Доктор замолчал, полистал свой отчет и продолжил:

— В заключение хочу сказать, заявляю об этом без тени сомнения, что Джеймс Денхайм — убийца-психопат, известный под именем Вальдо. В приступе безумия он убил в Нью-Йорке в прошлом году Алису Кэньон, Берту дель Рей, Маргарет Стрингер и Джеральдину Маклайн. В пятницу вечером он покушался на жизнь Элен Ларсен. По личным мотивам он хотел убить Анжелу Браун, но детектор лжи показал, что он ее не убивал. Во всех остальных убийствах, включая первое убийство своей ровесницы, он признался.

— Вопросы будут? — с саркастической улыбкой обратился Ленд к Романо.

Романо, не отреагировав на реплику адвоката, посмотрел на доктора.

— Короче говоря, доктор, Денхайм — психопат?

— Джеймс Денхайм — душевнобольной человек. И я утверждаю, что он — Вальдо! И одновременно авторитетно заявляю, что он не убивал Анжелу Браун.

— Предлагаю вам сделку, Романо, — сказал Ленд. — Вы покупаете?

— Я покупаю только на сезонных распродажах.

— У меня очень интересная цена… Это прекрасная сделка для вас и прекрасная сделка для Бродерика.

— Слушаю.

— Я, так же как и вы, не хочу видеть Вальдо на свободе. Его нужно срочно поместить в психиатрическую больницу. Но я не допущу, чтобы окружной прокурор, заботясь о своей предвыборной кампании, поджарил сумасшедшего на электрическом стуле за преступление, которого тот не совершал. А теперь мое предложение! Если Бродерик даст согласие поместить Денхайма в психушку, вы можете рассчитывать на меня в том смысле, что никакая информация по делу Вальдо не вылезет наружу. Вы сдаете его дело в архив, как и дело Анжелы Браун. Я ни слова не скажу журналистам. Все будут счастливы. Но если вы попытаетесь приписать дело Браун Денхайму, обвинив его в преднамеренном убийстве, я подниму бучу и, заверяю вас, выиграю партию, а вы получите на руки еще одно нераскрытое убийство.

— Почему вы не предлагаете эту заманчивую сделку окружному прокурору? — спросил Романо.

— И речи быть не может! Я ему не доверяю. Вам доверяю, но не ему. Дайте мне только честное слово, и я буду считать, что дело улажено.
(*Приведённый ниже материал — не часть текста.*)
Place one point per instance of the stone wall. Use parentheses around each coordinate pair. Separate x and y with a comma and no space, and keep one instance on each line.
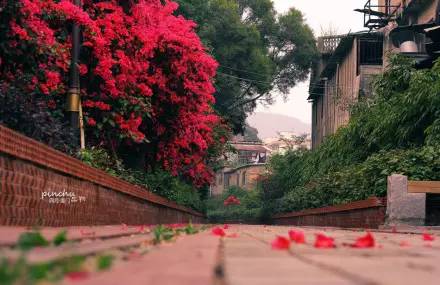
(368,213)
(28,169)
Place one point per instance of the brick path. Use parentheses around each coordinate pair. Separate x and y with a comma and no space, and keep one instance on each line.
(247,258)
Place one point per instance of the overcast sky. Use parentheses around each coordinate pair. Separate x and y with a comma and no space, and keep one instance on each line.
(318,13)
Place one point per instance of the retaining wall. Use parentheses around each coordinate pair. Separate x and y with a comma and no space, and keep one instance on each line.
(29,169)
(368,213)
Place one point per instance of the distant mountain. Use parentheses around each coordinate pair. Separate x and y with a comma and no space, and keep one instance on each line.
(268,125)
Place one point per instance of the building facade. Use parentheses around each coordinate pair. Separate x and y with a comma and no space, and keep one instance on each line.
(349,63)
(343,75)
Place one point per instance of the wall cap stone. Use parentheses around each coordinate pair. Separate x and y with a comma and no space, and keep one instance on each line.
(372,202)
(22,147)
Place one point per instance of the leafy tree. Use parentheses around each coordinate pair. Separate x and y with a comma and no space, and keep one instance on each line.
(146,79)
(259,51)
(395,131)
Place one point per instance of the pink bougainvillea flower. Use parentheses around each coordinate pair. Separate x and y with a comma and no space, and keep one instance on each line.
(217,231)
(280,243)
(428,237)
(231,200)
(366,241)
(77,276)
(86,233)
(141,229)
(297,236)
(177,226)
(323,241)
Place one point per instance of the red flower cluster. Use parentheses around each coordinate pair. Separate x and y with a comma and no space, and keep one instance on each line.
(145,75)
(280,243)
(366,241)
(231,200)
(217,231)
(297,236)
(323,241)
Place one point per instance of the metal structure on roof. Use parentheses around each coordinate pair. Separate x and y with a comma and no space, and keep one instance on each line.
(377,16)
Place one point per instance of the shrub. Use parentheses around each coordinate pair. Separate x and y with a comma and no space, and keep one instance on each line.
(146,79)
(394,132)
(248,211)
(160,181)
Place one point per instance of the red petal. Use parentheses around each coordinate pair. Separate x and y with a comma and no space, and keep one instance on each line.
(77,276)
(366,241)
(280,243)
(404,243)
(297,236)
(217,231)
(323,241)
(428,237)
(86,234)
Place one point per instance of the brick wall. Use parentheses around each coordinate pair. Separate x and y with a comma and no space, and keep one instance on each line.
(368,213)
(29,168)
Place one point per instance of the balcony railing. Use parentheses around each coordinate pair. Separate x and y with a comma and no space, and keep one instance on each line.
(377,16)
(328,44)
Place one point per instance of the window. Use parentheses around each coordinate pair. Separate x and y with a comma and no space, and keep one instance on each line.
(371,51)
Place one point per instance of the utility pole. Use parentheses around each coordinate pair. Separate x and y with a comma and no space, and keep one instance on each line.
(73,108)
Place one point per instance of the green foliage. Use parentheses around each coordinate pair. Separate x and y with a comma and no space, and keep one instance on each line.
(104,262)
(396,131)
(60,238)
(21,272)
(29,240)
(258,51)
(159,181)
(249,210)
(163,233)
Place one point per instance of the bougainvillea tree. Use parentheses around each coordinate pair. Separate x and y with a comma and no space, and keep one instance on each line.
(146,79)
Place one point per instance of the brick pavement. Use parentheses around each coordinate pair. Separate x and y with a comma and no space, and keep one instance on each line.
(248,259)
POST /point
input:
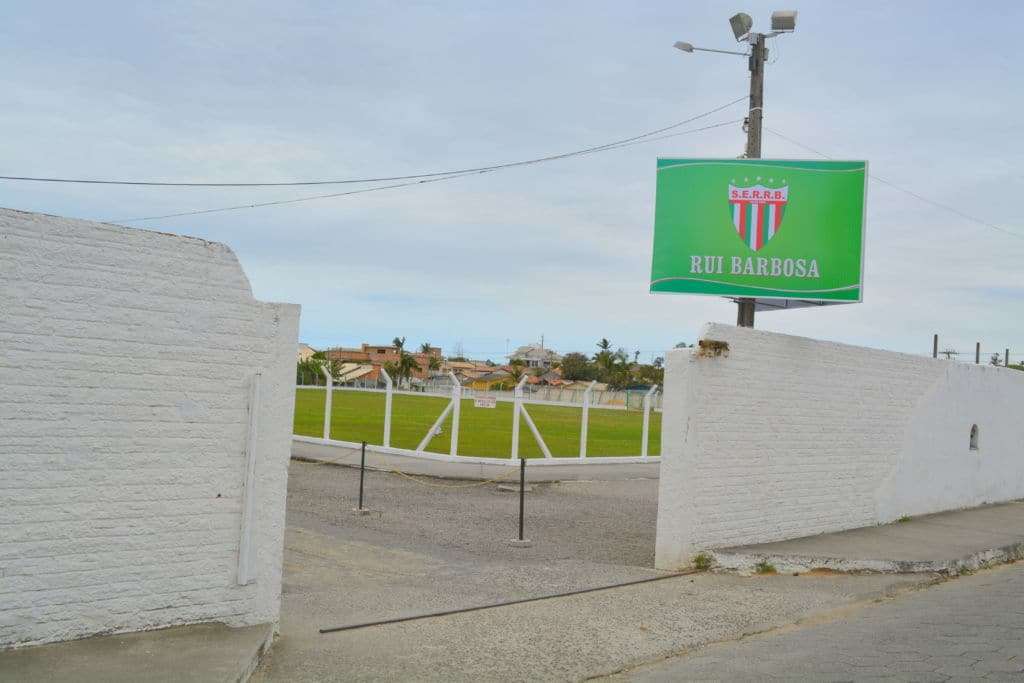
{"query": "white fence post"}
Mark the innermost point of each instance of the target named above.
(646, 422)
(457, 401)
(585, 419)
(516, 407)
(327, 402)
(387, 407)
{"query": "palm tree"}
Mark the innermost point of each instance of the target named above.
(407, 364)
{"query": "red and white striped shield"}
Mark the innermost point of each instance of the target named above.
(757, 212)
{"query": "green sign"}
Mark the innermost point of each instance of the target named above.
(761, 228)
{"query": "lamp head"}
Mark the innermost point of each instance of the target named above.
(741, 25)
(783, 19)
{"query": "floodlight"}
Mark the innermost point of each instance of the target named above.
(783, 19)
(741, 25)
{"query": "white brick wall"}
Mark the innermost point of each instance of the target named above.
(125, 363)
(786, 436)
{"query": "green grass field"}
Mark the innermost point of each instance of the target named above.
(358, 416)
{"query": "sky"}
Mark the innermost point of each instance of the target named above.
(929, 92)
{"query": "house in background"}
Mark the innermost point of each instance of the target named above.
(377, 355)
(535, 355)
(305, 351)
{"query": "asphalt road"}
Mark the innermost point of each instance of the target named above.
(968, 629)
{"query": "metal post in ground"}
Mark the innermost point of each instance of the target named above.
(388, 392)
(516, 409)
(521, 542)
(745, 307)
(585, 419)
(645, 433)
(456, 409)
(363, 472)
(327, 402)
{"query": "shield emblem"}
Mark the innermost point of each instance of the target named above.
(757, 212)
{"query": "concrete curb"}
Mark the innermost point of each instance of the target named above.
(747, 562)
(249, 668)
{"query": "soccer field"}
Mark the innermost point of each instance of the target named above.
(358, 416)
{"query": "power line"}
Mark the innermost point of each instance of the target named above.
(425, 180)
(909, 193)
(392, 178)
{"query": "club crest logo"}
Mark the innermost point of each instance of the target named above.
(757, 211)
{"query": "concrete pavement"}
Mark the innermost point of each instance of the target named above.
(433, 546)
(183, 654)
(946, 543)
(968, 629)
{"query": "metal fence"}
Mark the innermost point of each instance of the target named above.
(456, 420)
(989, 355)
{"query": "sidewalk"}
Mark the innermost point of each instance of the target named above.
(200, 652)
(948, 543)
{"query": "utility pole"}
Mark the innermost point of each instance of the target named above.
(745, 307)
(782, 20)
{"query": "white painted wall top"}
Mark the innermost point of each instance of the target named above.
(126, 361)
(785, 436)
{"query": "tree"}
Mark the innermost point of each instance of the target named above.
(577, 367)
(516, 369)
(407, 364)
(604, 358)
(391, 369)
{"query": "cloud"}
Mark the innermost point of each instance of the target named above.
(255, 91)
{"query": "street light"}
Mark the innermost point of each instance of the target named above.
(687, 47)
(741, 25)
(783, 20)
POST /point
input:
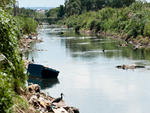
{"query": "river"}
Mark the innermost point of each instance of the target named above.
(88, 75)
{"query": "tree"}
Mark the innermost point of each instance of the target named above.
(61, 11)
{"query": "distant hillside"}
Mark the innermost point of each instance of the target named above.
(34, 8)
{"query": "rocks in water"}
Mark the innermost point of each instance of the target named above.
(43, 103)
(129, 67)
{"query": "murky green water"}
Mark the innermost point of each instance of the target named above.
(88, 76)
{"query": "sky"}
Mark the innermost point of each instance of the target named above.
(40, 3)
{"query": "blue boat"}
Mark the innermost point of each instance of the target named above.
(42, 71)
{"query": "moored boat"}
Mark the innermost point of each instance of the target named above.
(38, 70)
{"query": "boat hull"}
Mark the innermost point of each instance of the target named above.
(41, 71)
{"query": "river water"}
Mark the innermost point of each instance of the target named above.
(88, 77)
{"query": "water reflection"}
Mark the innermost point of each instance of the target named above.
(88, 76)
(93, 47)
(44, 83)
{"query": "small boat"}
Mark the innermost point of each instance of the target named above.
(42, 71)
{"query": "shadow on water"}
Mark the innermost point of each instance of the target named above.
(44, 83)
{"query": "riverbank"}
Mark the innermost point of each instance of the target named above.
(137, 43)
(127, 23)
(40, 102)
(26, 40)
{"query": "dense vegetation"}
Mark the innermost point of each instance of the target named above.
(12, 76)
(130, 22)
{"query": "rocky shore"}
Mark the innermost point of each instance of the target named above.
(42, 103)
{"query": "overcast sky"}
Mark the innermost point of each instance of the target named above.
(40, 3)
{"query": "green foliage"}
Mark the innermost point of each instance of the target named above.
(147, 29)
(131, 21)
(6, 93)
(52, 12)
(27, 25)
(6, 3)
(12, 75)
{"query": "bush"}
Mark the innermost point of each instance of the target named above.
(27, 25)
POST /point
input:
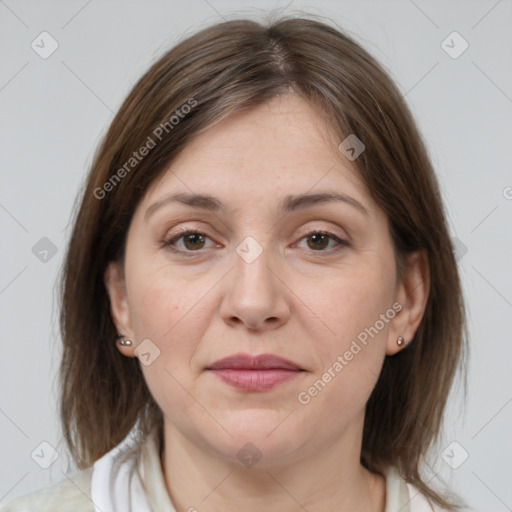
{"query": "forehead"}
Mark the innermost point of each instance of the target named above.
(281, 147)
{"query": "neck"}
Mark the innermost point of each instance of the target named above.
(329, 480)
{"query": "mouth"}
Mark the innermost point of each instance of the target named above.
(255, 373)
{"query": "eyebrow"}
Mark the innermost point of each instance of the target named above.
(287, 204)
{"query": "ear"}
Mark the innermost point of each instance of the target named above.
(412, 295)
(119, 309)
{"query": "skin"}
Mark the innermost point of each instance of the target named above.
(294, 300)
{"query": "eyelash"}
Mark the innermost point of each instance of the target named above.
(169, 243)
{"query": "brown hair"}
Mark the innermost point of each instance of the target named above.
(222, 69)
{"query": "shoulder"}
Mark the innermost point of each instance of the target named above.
(418, 502)
(72, 493)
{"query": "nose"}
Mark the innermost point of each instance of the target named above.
(255, 296)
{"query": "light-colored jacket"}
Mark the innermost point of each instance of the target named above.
(73, 494)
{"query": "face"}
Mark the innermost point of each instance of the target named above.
(255, 271)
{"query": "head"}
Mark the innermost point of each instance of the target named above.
(252, 121)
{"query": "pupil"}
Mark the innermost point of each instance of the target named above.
(321, 238)
(193, 239)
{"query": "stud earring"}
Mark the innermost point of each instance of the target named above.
(124, 343)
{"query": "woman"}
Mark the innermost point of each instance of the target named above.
(261, 307)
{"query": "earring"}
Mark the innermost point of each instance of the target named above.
(125, 343)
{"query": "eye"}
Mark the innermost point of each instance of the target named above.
(319, 240)
(193, 241)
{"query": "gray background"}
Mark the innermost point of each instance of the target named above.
(55, 110)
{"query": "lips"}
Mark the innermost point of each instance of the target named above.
(259, 362)
(255, 373)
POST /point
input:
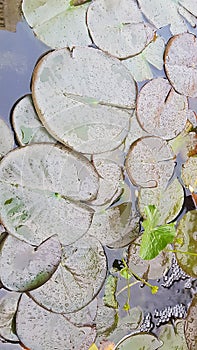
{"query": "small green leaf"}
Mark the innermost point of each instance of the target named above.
(155, 238)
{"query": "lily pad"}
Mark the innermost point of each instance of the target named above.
(115, 227)
(187, 233)
(6, 139)
(169, 201)
(57, 26)
(161, 109)
(180, 63)
(189, 173)
(26, 124)
(92, 110)
(41, 186)
(149, 162)
(77, 280)
(148, 269)
(22, 267)
(110, 177)
(140, 65)
(118, 27)
(140, 341)
(191, 325)
(8, 307)
(162, 13)
(172, 336)
(39, 329)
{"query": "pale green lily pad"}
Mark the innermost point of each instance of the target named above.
(191, 325)
(180, 63)
(39, 329)
(169, 201)
(189, 173)
(115, 227)
(8, 307)
(148, 269)
(92, 110)
(22, 267)
(41, 186)
(118, 27)
(161, 109)
(187, 233)
(26, 124)
(149, 162)
(57, 25)
(139, 65)
(140, 341)
(161, 13)
(110, 178)
(172, 336)
(6, 139)
(77, 280)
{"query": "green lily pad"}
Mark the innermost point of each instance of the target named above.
(22, 267)
(6, 139)
(8, 307)
(140, 65)
(189, 173)
(162, 13)
(180, 63)
(148, 269)
(27, 126)
(41, 186)
(92, 110)
(110, 178)
(140, 341)
(161, 109)
(169, 201)
(39, 329)
(62, 25)
(149, 162)
(173, 336)
(115, 227)
(118, 29)
(187, 233)
(191, 325)
(77, 280)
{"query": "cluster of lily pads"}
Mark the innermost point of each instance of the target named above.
(63, 193)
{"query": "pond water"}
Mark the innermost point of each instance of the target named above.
(19, 53)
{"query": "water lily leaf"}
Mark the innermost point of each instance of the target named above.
(62, 25)
(173, 336)
(149, 162)
(22, 267)
(180, 63)
(189, 173)
(115, 227)
(161, 109)
(139, 65)
(151, 269)
(117, 27)
(6, 139)
(77, 280)
(163, 13)
(187, 233)
(191, 325)
(140, 341)
(26, 124)
(169, 201)
(8, 307)
(85, 316)
(110, 177)
(39, 329)
(92, 110)
(40, 186)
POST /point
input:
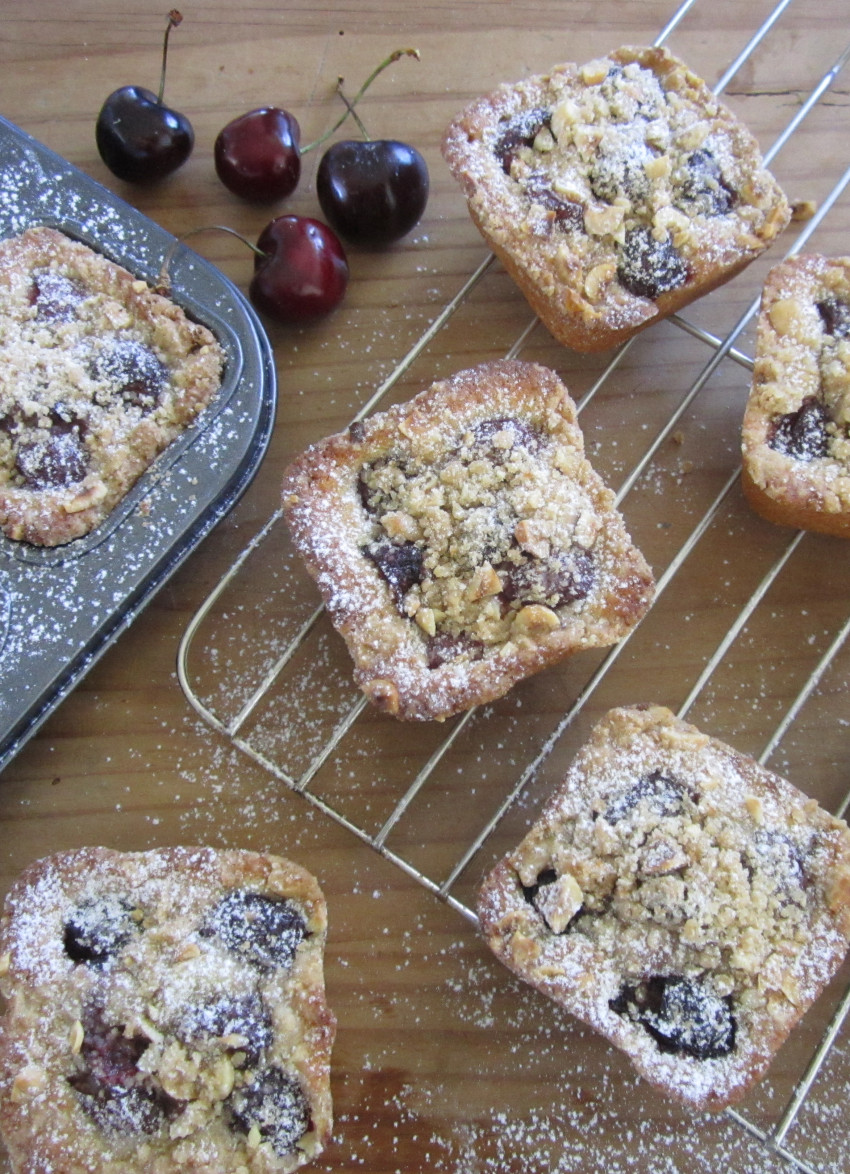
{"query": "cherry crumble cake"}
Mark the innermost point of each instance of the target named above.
(614, 193)
(679, 898)
(461, 541)
(796, 427)
(99, 375)
(166, 1013)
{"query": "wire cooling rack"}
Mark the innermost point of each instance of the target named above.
(748, 634)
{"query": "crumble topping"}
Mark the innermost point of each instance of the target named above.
(680, 898)
(491, 539)
(98, 375)
(607, 186)
(166, 1011)
(463, 541)
(796, 429)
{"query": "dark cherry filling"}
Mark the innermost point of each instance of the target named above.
(666, 797)
(703, 188)
(132, 371)
(568, 214)
(525, 436)
(519, 132)
(649, 268)
(265, 931)
(400, 565)
(98, 930)
(244, 1016)
(564, 578)
(776, 854)
(681, 1016)
(835, 316)
(109, 1085)
(802, 434)
(55, 460)
(55, 296)
(276, 1104)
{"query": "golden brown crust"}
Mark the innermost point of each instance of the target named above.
(141, 1017)
(463, 541)
(795, 443)
(98, 376)
(613, 157)
(669, 866)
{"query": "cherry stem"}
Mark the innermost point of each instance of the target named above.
(163, 281)
(350, 105)
(352, 112)
(174, 19)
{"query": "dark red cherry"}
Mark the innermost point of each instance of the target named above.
(139, 137)
(301, 271)
(257, 156)
(373, 191)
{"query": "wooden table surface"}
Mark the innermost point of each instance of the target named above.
(444, 1063)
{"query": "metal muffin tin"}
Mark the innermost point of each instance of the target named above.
(60, 608)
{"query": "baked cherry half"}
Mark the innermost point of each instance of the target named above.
(372, 191)
(301, 271)
(257, 156)
(139, 137)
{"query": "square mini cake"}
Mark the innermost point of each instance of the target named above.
(164, 1014)
(99, 375)
(463, 540)
(679, 898)
(614, 193)
(796, 426)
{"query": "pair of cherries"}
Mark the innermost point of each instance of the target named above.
(372, 193)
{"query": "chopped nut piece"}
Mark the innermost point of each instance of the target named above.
(534, 619)
(560, 902)
(75, 1037)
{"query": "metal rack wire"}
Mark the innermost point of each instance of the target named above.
(302, 771)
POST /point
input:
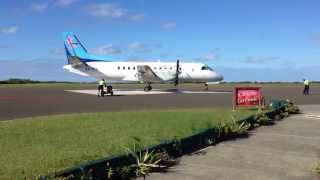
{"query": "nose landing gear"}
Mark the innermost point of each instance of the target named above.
(206, 87)
(148, 87)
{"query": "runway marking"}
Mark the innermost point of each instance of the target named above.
(312, 116)
(122, 92)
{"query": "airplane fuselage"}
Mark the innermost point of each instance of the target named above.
(129, 71)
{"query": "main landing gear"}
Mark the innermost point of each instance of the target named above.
(148, 87)
(206, 87)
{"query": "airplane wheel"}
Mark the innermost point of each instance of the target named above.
(148, 88)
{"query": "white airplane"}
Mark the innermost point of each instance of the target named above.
(83, 63)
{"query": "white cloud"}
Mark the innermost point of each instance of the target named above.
(64, 3)
(209, 56)
(137, 17)
(106, 10)
(137, 46)
(169, 25)
(107, 49)
(38, 7)
(8, 30)
(260, 60)
(314, 38)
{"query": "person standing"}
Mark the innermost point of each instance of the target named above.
(102, 83)
(306, 84)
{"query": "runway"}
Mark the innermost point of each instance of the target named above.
(126, 92)
(20, 102)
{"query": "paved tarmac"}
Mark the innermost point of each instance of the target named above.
(18, 102)
(285, 151)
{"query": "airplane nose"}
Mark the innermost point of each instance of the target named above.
(219, 77)
(215, 77)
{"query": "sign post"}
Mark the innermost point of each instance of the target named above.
(247, 97)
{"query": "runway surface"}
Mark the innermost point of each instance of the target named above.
(124, 92)
(17, 102)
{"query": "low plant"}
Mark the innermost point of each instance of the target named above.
(317, 168)
(291, 108)
(145, 161)
(263, 119)
(234, 128)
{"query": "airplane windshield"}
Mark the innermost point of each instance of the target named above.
(206, 68)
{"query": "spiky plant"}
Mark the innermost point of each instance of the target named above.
(145, 161)
(234, 128)
(263, 119)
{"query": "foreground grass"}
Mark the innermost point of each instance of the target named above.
(42, 145)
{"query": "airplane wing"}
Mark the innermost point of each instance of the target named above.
(146, 74)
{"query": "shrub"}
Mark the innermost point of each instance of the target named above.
(317, 168)
(263, 119)
(291, 108)
(232, 128)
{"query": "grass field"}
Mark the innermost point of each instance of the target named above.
(41, 145)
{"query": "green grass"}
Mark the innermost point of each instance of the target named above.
(41, 145)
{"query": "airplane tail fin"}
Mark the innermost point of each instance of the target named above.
(73, 46)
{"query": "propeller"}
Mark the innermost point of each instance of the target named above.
(176, 80)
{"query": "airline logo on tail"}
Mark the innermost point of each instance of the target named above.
(70, 42)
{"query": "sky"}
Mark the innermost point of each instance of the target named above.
(247, 40)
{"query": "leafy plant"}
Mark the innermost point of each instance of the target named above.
(145, 161)
(291, 108)
(317, 168)
(109, 171)
(263, 119)
(234, 128)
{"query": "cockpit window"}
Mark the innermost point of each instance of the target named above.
(206, 68)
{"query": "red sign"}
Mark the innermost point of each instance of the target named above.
(247, 96)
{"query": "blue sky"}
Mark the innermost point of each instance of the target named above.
(244, 40)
— Честное слово! — сказал Романо.

— Отлично! Вашего слова мне вполне достаточно, — сказал Ленд, закрывая папку с отчетом доктора Раймера. — Я забираю этот отчет на тот случай, если Бродерику захочется подложить вам свинью как офицеру полиции, понимаете?

Адвокат и доктор вышли. Барт остался наедине с Романо.

— Что вы закручинились, старина? — спросил Барт. — Дело улажено, чего еще желать?

— В какой-то мере вы правы… Но я не люблю, когда в закрытом деле остаются темные места. Это профессиональное чувство. Мне очень хотелось бы узнать, кто убил Анжелу Браун, если это сделал не Вальдо.

— Понимаю вас. Но не лучше ли оставить все так, как оно есть? Доктор мог ошибиться. Вполне возможно, ее убил Вальдо. Он же оставил свою визитку!

— Да, — вздохнул Романо. — Да… Возможно…

Барт встал.

— Ухожу, — просто сказал он. — Пришлю Гордону ящик пива…

— Прекрасный шаг с вашей стороны. У Гордона слабость к крепкому пиву.

Барт пешком дошел до 8-й улицы, свернул на 28-ю и спустился в метро. Обычно он брал такси, но два дня назад проиграл треть зарплаты на скачках, пойдя на поводу у Пита Тэйлора. Теперь приходилось экономить на всем. Выйдя на метро на 23-й улице, Барт оказался перед супермаркетом. Поколебавшись секунду-другую, он перешел улицу и вошел в магазин. Отыскав глазами парфюмерный отдел, направился туда. Толстенькая, прыщеватая продавщица с восхищением смотрела на статную фигуру Барта. Сквозь тонкую материю кофточки проступали отвердевшие соски ее роскошной груди. Барт выбрал небольшую картонную коробочку и, протягивая ее продавщице, спросил, сколько он должен.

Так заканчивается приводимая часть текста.